Homelessness caused by wealth, not poverty
From an article in Eureka Street on homelessness by Dr John Falzon (well worth reading!):
Late last year, Everybody’s Home, the national campaign to end homelessness, commissioned research by Equity Economics, showing that homelessness could surge by 9% this year. In marking Homelessness Week 2021, Homelessness Australia released data showing that cuts to social housing funding and homelessness services over the last ten years will soon exceed $1 billion.
At the same time house prices have gone up by 50% and rents by 31%.
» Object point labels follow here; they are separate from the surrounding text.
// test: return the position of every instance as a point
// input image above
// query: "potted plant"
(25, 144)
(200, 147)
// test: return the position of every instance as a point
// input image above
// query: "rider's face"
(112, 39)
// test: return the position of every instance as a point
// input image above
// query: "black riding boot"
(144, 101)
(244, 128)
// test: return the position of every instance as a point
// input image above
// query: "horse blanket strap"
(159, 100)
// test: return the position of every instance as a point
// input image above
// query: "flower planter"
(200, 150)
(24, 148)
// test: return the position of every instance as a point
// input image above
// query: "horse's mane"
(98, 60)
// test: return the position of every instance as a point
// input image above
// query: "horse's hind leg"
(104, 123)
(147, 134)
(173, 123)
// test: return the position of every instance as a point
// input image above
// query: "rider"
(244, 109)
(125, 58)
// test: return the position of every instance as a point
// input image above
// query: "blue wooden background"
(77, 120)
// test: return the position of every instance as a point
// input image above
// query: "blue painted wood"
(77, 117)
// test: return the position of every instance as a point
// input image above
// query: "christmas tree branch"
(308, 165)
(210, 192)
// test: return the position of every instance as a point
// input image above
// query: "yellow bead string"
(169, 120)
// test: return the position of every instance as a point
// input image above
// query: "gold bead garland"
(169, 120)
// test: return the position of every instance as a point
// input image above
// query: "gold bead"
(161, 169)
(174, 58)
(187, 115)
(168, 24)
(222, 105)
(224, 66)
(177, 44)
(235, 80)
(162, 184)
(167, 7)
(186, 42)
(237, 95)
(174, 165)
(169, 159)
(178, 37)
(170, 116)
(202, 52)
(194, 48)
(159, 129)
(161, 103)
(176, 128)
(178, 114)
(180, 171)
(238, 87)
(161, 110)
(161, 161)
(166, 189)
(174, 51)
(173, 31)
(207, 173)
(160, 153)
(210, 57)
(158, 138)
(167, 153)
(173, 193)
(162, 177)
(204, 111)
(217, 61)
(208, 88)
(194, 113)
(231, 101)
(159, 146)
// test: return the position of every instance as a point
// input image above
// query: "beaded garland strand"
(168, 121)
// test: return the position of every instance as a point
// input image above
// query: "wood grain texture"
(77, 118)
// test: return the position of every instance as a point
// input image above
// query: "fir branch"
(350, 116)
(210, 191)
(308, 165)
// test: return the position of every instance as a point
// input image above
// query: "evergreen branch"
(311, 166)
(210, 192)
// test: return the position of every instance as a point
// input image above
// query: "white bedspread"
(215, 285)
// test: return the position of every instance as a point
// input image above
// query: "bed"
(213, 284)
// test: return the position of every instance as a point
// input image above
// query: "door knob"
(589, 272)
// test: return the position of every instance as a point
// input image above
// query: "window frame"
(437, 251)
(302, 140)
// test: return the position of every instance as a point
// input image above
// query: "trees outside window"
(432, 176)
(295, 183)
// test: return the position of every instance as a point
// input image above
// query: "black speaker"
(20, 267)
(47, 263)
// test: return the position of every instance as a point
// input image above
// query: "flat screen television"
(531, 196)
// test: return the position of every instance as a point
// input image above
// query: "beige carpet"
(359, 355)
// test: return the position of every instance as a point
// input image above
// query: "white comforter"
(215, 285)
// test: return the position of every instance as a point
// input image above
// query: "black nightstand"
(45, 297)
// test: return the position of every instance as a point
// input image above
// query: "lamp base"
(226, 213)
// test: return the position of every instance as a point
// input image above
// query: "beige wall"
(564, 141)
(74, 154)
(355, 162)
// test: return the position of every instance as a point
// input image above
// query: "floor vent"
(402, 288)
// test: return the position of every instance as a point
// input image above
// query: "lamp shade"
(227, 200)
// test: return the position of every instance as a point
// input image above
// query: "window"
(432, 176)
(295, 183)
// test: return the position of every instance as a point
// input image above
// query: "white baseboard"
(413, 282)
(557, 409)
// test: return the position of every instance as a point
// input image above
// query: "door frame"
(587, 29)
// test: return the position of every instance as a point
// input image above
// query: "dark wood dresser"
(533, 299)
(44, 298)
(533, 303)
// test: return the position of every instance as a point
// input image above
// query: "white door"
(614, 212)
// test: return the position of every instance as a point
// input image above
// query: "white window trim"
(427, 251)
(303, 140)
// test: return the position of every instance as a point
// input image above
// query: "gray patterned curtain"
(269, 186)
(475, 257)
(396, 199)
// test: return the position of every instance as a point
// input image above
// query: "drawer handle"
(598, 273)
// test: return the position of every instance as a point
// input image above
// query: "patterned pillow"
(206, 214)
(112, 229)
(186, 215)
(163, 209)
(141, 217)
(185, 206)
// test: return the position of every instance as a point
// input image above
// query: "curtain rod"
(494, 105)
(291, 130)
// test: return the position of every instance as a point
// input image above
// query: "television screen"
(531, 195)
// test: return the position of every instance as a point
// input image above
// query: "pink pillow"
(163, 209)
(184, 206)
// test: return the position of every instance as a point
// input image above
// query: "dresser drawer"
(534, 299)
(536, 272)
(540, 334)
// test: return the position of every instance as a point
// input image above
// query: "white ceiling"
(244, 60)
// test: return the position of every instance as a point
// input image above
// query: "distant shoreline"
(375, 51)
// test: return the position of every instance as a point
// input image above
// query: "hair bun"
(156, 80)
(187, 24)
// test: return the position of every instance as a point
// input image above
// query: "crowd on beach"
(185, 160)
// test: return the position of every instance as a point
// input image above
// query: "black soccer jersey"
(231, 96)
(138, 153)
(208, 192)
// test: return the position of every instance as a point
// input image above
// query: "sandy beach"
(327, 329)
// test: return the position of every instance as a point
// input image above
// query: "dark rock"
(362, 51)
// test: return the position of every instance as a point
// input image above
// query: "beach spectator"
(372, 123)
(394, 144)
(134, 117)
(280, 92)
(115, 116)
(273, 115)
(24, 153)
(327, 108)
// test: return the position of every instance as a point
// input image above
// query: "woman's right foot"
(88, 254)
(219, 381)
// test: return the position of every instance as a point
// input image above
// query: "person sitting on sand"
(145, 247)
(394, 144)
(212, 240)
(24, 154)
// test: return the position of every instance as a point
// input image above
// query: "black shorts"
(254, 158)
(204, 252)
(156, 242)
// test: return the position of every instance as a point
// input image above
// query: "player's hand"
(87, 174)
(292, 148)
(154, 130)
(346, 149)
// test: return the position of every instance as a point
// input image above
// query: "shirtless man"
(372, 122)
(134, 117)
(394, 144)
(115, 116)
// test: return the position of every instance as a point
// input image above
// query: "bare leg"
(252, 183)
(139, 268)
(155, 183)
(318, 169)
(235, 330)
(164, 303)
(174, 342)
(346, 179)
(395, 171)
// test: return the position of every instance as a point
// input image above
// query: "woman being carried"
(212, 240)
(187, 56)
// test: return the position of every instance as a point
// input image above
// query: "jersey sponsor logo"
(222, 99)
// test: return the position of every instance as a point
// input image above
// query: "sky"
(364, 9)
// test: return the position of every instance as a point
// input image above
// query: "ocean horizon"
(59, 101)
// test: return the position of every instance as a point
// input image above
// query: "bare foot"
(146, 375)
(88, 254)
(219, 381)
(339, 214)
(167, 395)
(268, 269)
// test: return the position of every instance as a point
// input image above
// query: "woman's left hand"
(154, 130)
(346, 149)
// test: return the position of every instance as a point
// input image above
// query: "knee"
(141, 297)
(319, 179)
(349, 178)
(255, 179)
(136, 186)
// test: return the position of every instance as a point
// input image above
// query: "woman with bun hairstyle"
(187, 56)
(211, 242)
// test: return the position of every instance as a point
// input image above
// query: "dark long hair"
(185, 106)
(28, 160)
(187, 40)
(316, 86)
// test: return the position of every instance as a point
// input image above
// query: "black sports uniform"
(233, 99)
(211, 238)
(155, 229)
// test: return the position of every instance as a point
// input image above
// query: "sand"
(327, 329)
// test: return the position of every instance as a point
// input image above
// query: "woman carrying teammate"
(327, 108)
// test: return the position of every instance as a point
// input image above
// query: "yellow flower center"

Homelessness is caused, not by poverty, but by wealth, especially speculative wealth, concentrated in the hands of the few, to the detriment of the many. It is not just an effect of a disastrously structured housing market that makes of housing a speculative sport rather than a human right. Homelessness is the cumulative effect of those structures that are designed to degrade, designed to disempower, designed to constrain the democratisation of life, especially colonisation, patriarchy and neoliberal capitalism. If we want to address homelessness we need to begin to carve out a space for social and economic security in the midst of the current uncertainty. This, of course, means a massive boost to social housing, but it also means a reimagining of what really matters in our lives.
Right now, in the midst not only of a pandemic but of a climate emergency of catastrophic proportions, the one thing we can be certain about is uncertainty. The French poet, Paul Valery once quipped that ‘the trouble with our times is that the future is not what it used to be.’ But perhaps this is also not just the trouble but the one real hope that is hidden in the still raw wound of our times. The pandemic shows us both the horror of leaving things as they are and the urgent hope of shaping a radically different horizon.